De acordo com Olga, o preconceito que ela enfrenta na comunidade gamer parte principalmente de homens cis, e as mulheres tendem a aceitá-la melhor.

“Muitas vezes, acontece de uma pessoa que não é transfóbica confundir seu gênero porque não te conhece. Isso acontece também com um cara cis com voz fina, por exemplo, ou uma mulher cis com voz mais grave. O preconceito vem a partir do momento em que você explica e a pessoa não aceita. Quando eu falo, as pessoas têm de me respeitar, e muitas vezes não respeitam e continuam ‘tirando’. Se eu jogar uma ranked (um tipo de partida de “CS”) todo dia, vai acontecer todo dia”, disse Olga.

“As mulheres me respeitam mais. As meninas que conheci dentro do jogo são mais sensíveis com as palavras, sabem se expressar melhor do que os homens. Homens usam (as palavras) de qualquer jeito. Um fala bosta, e o outro dá risada. Os times masculinos em que eu estive antes da transição me respeitavam. O que acontecia era falarem b… sobre outras ‘minas’ na minha frente, e eu ficava ‘tretando’, dava muita bronca neles!”, contou.

Olga: “Não quero um ‘trampo’ que dependa de caridade”

Em um país que ainda é hostil com a comunidade LGBT, Olga não encontrou acolhimento em casa quando decidiu assumir sua identidade de gênero. Por isso, teve de se mudar em 2017 e, consequentemente, chegou a paralisar a carreira nos eSports. “Eu parei de competir porque saí da casa dos meus pais, e saí da casa dos meus pais porque comecei a tomar os hormônios”, contou.

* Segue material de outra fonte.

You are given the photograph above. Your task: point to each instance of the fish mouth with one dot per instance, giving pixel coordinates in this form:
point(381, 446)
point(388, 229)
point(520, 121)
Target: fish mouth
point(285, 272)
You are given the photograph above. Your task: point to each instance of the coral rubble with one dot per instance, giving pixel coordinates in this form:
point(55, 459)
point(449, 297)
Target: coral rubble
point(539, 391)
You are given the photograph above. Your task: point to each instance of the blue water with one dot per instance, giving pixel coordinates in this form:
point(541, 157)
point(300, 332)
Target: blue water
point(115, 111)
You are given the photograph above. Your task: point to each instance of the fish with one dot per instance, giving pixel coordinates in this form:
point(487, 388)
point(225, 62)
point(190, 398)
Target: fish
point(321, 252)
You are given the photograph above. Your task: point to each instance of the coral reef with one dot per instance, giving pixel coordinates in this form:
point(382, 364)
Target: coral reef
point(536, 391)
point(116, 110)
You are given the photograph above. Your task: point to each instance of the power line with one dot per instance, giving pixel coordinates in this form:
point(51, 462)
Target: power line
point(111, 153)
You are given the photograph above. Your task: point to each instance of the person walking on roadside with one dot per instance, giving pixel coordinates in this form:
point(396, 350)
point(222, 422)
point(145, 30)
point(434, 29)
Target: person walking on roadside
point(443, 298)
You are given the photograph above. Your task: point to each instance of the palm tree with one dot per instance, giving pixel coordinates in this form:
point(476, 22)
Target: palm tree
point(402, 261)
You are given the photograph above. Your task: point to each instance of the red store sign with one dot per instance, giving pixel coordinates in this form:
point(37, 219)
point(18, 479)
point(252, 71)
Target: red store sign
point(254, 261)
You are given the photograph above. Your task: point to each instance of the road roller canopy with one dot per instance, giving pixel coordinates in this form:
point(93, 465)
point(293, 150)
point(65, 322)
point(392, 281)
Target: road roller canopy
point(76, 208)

Assim, teve de trocar uma vida de classe média por um “cortiço”, como ela própria descreve o local em que passou a morar “em um bairro bem pobre, favela mesmo”. O ambiente tinha um único cômodo que era dividido por ela e duas amigas em São Paulo. Felizmente, Olga tinha um truque na manga para sobreviver: “A gente trampava com malabares no farol para pagar tudo”.

“Não era uma coisa que eu queria fazer. Não quero um ‘trampo’ que dependa da caridade das pessoas. Toda hora tinha de ficar pedindo favor. As pessoas não veem como contribuição a um trabalho porque não veem isso como trabalho. Eu as escutava falando de dentro do carro: ‘Por que não vai arrumar um trabalho? Por que não estuda?’, ou fechando a janela sem falar comigo. Arte, para eles, não é cultura e estudo, não é trabalho”, lamentou Olga Rodrigues, que estuda Análise de Sistemas.